There will be people who criticize you for creating boundaries or for cutting toxic people out of your life completely. The toxic person you leave will be angry, ignore you, or sometimes even beg you to stay. But you are not a victim for walking away. You have tried the tough conversations, and it’s time to create a boundary to protect your health and energy.
WHAT I’M USING // Zendocrine + Copaiba
Zendocrine is a blend of detoxifying essential oils; tangerine, rosemary, geranium, juniper berry, and cilantro. @kelsdauth taught me that geranium helps to reduce the cortisol (stress) levels in your body! It is also the oil of love and trust or “the emotional healer” and helps to restore confidence that there is good in people.
This last week I started taking Zendocrine at night to help cleanse all the toxicity from ending a toxic relationship–plus, according to the Body-Energy clock, your liver cleanses the blood between 1 and 3 and stores emotions like anger and frustration. So using Zendocrine before bed is a great way to cleanse your body physically, but also emotionally. It’s so great in softgel form because I don’t really love the smell of geranium.
Other oils in this soft gel:
Rosemary: aids in times of transition
Cilantro: helps to detox negative emotions and energy, helps to release worry and control
Tangerine: helps to access your creative energy and uplift
Juniper berry: supports the liver’s natural detox process and helps to face your fear
I use a copaiba softgel once in the morning, but you can use it a few times a day when you’re feeling overwhelmed. Copaiba is very calming to the nervous system and also encourages emotional release--you can join my Facebook group to watch the LIVE Instagram replay on stress and anxious feelings to learn more about how to use this!
JOURNAL PROMPTS //
Choose to use or all and do one each day. It’s totally up to you and use an oil before you journal (like copaiba to encourage emotional release). Feel free to tag me @folkandco on Instagram! I’d love to share in my story! #awildjournal
Make a list of people whose opinions really matter. The list should be small and people who will support you, but also tell you when you’re out of line (gently, with love). Mine is literally four people.
If you choose to break off a toxic relationship, write a letter to yourself reminding yourself why this is the healthy option for you. Part of mine says, “don’t let their accusations keep you from living–they can kindly, f♥ck right off. Thank you for being brave enough to stand up for yourself…You are not a victim by walking away from this.”
Write down the expectations you have for a healthy, functioning relationship.
Write down all of the ways you feel loved
Write down ways you de-stress.
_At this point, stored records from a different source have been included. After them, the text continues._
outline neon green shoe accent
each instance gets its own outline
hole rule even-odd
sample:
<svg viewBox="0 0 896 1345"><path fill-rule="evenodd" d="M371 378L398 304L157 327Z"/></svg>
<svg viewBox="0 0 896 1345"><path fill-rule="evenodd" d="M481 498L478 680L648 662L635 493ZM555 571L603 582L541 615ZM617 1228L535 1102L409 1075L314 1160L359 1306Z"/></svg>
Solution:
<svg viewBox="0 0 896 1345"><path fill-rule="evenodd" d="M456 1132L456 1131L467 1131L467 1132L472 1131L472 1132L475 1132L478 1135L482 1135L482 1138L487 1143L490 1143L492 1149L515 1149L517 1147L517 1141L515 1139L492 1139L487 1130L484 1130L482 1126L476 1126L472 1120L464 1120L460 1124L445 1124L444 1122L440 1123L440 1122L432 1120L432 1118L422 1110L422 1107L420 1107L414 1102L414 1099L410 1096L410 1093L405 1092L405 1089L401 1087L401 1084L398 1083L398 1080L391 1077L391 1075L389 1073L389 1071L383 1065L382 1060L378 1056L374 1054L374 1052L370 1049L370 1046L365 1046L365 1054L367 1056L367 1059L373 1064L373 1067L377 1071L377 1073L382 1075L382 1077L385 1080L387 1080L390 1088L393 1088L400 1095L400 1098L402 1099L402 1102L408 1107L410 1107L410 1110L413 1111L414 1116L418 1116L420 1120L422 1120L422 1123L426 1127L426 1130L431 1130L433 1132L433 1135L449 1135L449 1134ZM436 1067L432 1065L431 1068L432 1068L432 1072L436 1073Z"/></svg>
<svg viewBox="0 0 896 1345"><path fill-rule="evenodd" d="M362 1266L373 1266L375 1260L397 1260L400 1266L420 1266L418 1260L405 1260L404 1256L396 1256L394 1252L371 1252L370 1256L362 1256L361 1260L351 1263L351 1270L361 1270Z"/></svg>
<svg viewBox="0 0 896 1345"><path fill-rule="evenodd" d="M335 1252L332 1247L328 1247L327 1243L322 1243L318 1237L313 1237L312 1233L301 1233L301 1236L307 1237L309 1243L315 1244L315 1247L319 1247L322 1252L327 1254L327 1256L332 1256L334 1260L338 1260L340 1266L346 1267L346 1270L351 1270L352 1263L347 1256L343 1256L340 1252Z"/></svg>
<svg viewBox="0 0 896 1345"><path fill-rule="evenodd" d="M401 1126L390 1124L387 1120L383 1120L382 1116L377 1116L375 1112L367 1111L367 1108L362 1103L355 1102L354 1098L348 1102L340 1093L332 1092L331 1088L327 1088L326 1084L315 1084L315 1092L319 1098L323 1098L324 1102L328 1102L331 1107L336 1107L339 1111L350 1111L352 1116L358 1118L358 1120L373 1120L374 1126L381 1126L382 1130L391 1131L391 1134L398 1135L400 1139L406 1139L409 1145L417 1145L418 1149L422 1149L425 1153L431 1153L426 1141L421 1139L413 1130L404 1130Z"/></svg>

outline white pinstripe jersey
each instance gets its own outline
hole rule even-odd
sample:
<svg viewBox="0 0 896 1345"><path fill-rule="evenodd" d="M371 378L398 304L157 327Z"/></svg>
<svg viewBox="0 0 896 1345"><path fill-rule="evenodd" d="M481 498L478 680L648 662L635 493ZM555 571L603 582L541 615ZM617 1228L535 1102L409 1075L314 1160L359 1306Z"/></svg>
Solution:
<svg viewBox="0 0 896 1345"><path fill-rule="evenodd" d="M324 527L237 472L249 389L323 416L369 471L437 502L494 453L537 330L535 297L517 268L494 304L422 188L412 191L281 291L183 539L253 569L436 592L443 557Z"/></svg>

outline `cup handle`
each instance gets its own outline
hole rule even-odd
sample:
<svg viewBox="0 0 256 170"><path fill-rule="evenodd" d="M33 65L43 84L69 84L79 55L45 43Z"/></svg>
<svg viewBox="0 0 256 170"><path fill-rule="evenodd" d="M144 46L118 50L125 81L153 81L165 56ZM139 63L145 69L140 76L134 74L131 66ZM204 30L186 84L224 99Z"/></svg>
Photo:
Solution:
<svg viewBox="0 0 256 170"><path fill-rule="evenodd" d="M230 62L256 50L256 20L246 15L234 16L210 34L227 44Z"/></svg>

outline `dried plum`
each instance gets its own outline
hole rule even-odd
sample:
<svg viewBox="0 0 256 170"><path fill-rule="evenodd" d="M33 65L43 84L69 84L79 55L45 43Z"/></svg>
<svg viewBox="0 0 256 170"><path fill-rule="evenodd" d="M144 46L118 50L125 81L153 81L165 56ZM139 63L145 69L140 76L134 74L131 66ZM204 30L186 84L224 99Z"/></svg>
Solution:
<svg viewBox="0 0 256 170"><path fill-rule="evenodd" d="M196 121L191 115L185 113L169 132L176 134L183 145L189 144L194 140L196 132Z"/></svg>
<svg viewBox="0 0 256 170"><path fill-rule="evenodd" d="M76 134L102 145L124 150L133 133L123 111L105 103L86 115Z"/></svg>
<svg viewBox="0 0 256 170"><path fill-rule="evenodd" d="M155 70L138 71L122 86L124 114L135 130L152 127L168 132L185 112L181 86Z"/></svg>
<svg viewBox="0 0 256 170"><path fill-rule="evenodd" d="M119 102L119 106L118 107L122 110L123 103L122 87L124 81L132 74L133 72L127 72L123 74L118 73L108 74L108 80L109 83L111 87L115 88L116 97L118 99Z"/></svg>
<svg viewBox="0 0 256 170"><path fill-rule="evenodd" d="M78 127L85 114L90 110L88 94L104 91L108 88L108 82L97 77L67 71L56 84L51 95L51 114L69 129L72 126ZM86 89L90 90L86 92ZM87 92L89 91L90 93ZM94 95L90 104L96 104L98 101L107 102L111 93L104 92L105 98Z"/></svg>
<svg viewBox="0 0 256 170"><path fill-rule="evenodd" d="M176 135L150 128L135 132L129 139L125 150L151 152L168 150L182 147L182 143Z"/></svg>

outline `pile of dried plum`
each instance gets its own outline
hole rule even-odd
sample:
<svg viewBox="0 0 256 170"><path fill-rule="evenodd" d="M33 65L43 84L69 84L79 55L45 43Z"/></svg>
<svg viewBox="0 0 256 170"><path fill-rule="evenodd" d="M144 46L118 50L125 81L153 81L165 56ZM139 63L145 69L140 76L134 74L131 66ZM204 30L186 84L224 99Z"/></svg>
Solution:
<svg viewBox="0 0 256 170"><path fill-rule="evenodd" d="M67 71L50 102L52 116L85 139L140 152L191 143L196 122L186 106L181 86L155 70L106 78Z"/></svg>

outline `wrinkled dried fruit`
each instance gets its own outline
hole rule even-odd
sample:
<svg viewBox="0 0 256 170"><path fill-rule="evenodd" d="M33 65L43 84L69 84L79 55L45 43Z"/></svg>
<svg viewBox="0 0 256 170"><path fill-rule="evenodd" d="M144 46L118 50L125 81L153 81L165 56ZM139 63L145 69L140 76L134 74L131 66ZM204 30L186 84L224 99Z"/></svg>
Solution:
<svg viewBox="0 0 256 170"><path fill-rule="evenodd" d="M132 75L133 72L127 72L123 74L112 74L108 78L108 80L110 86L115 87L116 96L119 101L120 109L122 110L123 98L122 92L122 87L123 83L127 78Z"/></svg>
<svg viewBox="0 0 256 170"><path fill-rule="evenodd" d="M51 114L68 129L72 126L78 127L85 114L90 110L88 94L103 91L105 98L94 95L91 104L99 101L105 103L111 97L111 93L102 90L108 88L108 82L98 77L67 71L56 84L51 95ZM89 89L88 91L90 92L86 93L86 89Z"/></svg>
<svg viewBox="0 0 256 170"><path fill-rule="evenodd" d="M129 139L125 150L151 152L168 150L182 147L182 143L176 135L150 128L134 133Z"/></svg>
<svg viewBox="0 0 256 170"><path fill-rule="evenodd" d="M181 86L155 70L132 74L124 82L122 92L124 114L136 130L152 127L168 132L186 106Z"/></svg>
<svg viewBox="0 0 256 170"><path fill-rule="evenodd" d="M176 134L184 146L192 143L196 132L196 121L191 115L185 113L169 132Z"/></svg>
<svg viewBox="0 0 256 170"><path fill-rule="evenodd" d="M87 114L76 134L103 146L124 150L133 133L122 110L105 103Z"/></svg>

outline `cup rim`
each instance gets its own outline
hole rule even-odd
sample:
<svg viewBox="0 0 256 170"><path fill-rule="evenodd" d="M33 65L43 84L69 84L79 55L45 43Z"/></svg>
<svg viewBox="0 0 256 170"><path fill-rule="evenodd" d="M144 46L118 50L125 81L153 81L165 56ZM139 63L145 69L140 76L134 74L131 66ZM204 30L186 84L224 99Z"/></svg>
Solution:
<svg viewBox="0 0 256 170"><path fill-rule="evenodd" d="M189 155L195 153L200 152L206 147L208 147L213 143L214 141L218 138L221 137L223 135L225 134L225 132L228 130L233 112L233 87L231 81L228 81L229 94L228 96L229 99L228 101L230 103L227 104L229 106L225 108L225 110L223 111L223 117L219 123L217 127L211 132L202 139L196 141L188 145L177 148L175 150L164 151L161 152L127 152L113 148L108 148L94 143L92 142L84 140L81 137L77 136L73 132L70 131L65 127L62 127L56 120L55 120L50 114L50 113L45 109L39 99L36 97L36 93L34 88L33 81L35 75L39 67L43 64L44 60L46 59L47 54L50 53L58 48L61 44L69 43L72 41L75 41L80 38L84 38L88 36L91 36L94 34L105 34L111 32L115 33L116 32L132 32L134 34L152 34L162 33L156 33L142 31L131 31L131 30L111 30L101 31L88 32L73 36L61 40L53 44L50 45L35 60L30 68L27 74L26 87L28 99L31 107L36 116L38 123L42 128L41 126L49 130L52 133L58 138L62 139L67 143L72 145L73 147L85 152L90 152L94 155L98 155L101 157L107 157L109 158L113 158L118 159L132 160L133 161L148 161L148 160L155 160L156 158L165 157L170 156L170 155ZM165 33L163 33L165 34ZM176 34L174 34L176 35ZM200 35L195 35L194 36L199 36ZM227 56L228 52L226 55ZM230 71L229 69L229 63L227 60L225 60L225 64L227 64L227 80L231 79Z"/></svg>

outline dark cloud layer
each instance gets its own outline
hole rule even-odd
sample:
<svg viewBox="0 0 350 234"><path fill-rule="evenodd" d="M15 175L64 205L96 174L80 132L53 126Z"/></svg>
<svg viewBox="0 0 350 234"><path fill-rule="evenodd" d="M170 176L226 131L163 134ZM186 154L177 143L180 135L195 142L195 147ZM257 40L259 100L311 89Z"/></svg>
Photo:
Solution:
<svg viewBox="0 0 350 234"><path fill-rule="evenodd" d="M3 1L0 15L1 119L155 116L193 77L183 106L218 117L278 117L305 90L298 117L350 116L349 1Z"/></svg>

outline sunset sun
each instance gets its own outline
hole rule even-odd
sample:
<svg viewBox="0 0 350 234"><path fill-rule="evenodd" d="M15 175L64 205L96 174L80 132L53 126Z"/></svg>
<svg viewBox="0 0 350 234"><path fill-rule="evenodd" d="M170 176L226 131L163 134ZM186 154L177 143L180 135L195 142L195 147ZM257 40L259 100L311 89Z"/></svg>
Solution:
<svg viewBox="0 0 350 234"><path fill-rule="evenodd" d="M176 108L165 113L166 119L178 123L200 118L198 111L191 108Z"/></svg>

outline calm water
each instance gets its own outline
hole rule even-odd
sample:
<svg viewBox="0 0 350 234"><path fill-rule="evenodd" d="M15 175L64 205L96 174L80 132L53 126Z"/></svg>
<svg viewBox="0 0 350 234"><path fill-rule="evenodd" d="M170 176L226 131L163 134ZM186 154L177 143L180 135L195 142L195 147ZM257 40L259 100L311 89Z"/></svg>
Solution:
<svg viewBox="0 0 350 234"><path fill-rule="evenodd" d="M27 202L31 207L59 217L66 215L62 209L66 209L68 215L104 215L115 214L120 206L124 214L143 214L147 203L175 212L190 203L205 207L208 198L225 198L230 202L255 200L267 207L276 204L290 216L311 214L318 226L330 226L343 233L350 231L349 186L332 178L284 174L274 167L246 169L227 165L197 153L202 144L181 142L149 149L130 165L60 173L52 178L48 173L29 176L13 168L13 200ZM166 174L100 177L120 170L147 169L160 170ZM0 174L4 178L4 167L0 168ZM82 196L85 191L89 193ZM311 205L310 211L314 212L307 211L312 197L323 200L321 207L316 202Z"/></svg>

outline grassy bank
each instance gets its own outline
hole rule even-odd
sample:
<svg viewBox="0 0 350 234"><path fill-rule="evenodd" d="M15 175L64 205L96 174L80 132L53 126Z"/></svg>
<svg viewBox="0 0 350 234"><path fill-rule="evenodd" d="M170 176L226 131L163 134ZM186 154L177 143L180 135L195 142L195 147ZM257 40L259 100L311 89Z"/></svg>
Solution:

Sleep is one of mine–it’s not avoiding the problem if you’ve addressed it or plan to come back to it. As Dr. Christiane Northrup says, “Sleep is, hands down, the most effective way our bodies have to metabolize excess stress hormones and heal our bodies…sleep is my go-to healer and I highly recommend it for everyone.”Use geranium before bed over your kidneys or on your feet–I’ve been using Zendocrinesoftgels. If you can’t sleep when you need to de-stress during the day because of work, caring for your children, etc., try taking a drop of copaiba internally or a copaiba softgel. But then make sure you get to bed early that night if possible!
If you’re still unsure if you’re in a toxic relationship, I recommend Dodging Energy Vampires by Dr. Christiane Northrup.
If you’re struggling with lower vibrating emotions because of your toxic relationship(s) then I recommend reading The Energy of Emotions by Emily Maroutian, Light is the New Black by Rebecca Campbell, or Girl, Wash your Face by Rachel Hollis (she has a couple of chapters for free in her podcast!)